Politics Meets Sports Betting as Washington, DC Lawmakers Push $215M Deal Forward

Posted on: June 12, 2019, 12:40h. 

Last updated on: June 13, 2019, 08:24h.

Washington, DC Mayor Muriel Bowser and the city council are moving forward with a $215 million deal to get sports gambling up and running in the nation’s capital — and no surprise, the pact is expected to benefit some folks with important political connections.

Washington, DC’s Mayor Muriel Bowser (center, seen here in May 2018 with Del. Eleanor Holmes Norton and City Council Chairman Phil Mendelson) backed Mendelson when he introduced the Sports Wagering Procurement Practices Reform Exception Act of 2019 earlier this year. (Image: Scott Applewhite/AP)

Earlier this year, the city council and Browser, a Democrat, permitted officials to skirt standard procurement procedures and award DC’s sports wagering contract to the Greek gaming company Intralot. In February, the city rushed through legislation known as the Sports Wagering Procurement Practices Reform Exception Act of 2019 as an emergency measure to move swiftly into negotiations with Intralot.

Local officials sought quick action on the bill, hoping to maximize revenue from a sports betting mobile app that will be developed by Intralot.

Strange Bedfellows

A contract sent by the capital city’s CFO Jeffrey DeWitt to the city council earlier this week highlights seven companies that would act as subcontractors over the course of the five-year deal, each getting a piece of about a $71 million pool, which is a third of the $215 million agreement.

Emmanuel Bailey, who acted as a subcontractor for DC’s lottery contract, is expected to occupy a similar role in the sports wagering accord. Goldblatt, Martin and Pozen — a law firm that hired Bailey to lobby the city council to approve sports wagering — is also listed as a subcontractor, reports the Washington Post.

Another subcontractor, District Services Management, is run by a firm that’s stirred up controversy in the past. Known as Life Deeds, it allegedly falsified personnel records, prompting the DC Department of Human Services to pull it from managing a homeless shelter, as well as halting a contract to manage cases for two dozen people living in subsidized housing.

As is often the case in Washington, there are more examples of political connections proving important in the sports gambling deal. Public relations guru Everett Hamilton, who runs the DC-based Octane PR firm, is another subcontractor involved with the sports wagering deal.

Hamilton ran the communications operation for Bowser’s first mayoral campaign and did the same for DC council member Brandon Todd in 2016. Octane’s web site describes Hamilton as an “innovative strategist” and a “connector.”

Let’s Make a Deal

Critics claim the deal wreaks of cronyism, and have also voiced concerns about Intralot’s financial health.
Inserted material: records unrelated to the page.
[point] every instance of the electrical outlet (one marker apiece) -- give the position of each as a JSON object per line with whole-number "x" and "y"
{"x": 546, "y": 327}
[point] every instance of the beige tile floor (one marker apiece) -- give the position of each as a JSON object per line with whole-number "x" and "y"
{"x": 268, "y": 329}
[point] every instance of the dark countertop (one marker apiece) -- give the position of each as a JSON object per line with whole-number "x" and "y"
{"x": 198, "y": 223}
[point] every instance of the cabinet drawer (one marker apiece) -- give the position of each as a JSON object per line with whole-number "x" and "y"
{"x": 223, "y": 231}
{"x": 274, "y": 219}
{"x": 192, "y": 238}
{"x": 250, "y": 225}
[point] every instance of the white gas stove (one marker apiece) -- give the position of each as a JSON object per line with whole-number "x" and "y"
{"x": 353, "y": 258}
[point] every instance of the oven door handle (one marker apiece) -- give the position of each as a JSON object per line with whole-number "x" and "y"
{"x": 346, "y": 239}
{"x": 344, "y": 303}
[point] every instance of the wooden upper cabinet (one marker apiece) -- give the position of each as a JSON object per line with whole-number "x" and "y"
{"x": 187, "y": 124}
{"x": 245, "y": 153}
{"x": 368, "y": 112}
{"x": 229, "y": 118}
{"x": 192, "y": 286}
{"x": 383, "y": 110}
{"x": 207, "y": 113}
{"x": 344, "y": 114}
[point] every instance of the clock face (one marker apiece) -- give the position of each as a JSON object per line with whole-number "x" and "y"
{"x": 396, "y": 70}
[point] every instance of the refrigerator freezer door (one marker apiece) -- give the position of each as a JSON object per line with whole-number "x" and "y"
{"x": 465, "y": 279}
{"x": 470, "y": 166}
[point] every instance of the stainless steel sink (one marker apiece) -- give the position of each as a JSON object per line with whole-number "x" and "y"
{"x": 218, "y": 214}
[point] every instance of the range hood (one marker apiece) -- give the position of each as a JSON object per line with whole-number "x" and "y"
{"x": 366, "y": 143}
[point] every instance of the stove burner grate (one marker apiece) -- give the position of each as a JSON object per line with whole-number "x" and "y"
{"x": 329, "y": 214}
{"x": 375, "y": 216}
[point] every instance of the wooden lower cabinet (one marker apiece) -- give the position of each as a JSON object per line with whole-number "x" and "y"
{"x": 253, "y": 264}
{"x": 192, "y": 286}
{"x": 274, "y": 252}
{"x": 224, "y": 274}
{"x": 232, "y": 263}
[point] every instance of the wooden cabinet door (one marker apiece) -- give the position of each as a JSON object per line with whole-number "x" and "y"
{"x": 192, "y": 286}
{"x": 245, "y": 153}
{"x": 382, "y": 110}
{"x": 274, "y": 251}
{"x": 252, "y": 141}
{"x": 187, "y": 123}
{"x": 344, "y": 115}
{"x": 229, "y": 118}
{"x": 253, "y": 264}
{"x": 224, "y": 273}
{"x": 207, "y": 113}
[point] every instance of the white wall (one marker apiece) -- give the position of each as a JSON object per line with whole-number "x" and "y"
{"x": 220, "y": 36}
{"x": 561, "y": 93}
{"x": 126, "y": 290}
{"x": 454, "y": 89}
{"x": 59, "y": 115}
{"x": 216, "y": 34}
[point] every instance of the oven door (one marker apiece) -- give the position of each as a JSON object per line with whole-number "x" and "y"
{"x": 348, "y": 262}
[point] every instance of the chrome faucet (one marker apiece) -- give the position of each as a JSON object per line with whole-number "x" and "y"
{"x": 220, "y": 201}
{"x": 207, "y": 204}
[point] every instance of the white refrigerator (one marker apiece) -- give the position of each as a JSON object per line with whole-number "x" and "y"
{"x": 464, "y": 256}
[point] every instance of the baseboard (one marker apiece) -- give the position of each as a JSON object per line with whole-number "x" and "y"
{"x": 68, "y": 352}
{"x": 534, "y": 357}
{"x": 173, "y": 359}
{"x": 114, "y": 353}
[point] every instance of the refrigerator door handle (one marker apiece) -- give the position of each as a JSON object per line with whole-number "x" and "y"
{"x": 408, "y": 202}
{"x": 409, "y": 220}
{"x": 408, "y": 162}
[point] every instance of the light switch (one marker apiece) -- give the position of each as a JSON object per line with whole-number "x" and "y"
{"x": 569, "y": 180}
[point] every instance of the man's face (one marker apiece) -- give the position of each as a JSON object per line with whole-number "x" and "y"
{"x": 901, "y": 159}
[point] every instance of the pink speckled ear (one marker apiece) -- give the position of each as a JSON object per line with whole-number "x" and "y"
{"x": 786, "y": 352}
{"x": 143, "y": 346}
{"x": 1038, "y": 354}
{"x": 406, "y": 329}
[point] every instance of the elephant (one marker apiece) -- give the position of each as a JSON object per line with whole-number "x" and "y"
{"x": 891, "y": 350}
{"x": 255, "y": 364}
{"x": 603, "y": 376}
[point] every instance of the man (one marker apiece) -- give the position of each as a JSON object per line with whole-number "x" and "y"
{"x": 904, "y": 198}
Earlier this year, Fitch Ratings lowered the Greek company’s credit rating to B- from B, while putting that rating on “review watch negative,” meaning another downgrade is possible.

Fitch’s “B” ratings — of which B- is the lowest — “indicate that material default risk is present, but a limited margin of safety remains. Financial commitments are currently being met; however, capacity for continued payment is vulnerable to deterioration in the business and economic environment,” according to the agency.

What’s at Stake

DC’s push to get sports betting off the ground comes after similar efforts recently failed in neighboring Maryland and Virginia, meaning the nation’s capital could have something of a geographic moat for sports wagering, because the closest states where it’s legal are Delaware and West Virginia.

The Sports Wagering Procurement Practices Reform Exception Act of 2019 grants Intralot exclusive rights to manage mobile gaming in the District, which city officials expect to be the preferred avenue for most bettors.

However, the bill also allows for sportsbooks at arenas and betting machines — similar to lottery offerings — at some retailers.

Earlier this year, Ted Leonsis, chairman and CEO of Monumental Sports, said the Capital One Arena in Washington, DC will have a sportsbook that will be accessible from the outside, and possibly the inside, depending on the event. 

The NFL’s Washington Redskins play at FedEx field in Landover, Maryland, meaning wagering will not be offered at that venue until the state approves sports betting.

The city council has until July 25 to ratify the Intralot accord and local officials are hoping mobile betting will be operational by the start of the 2019 NFL season.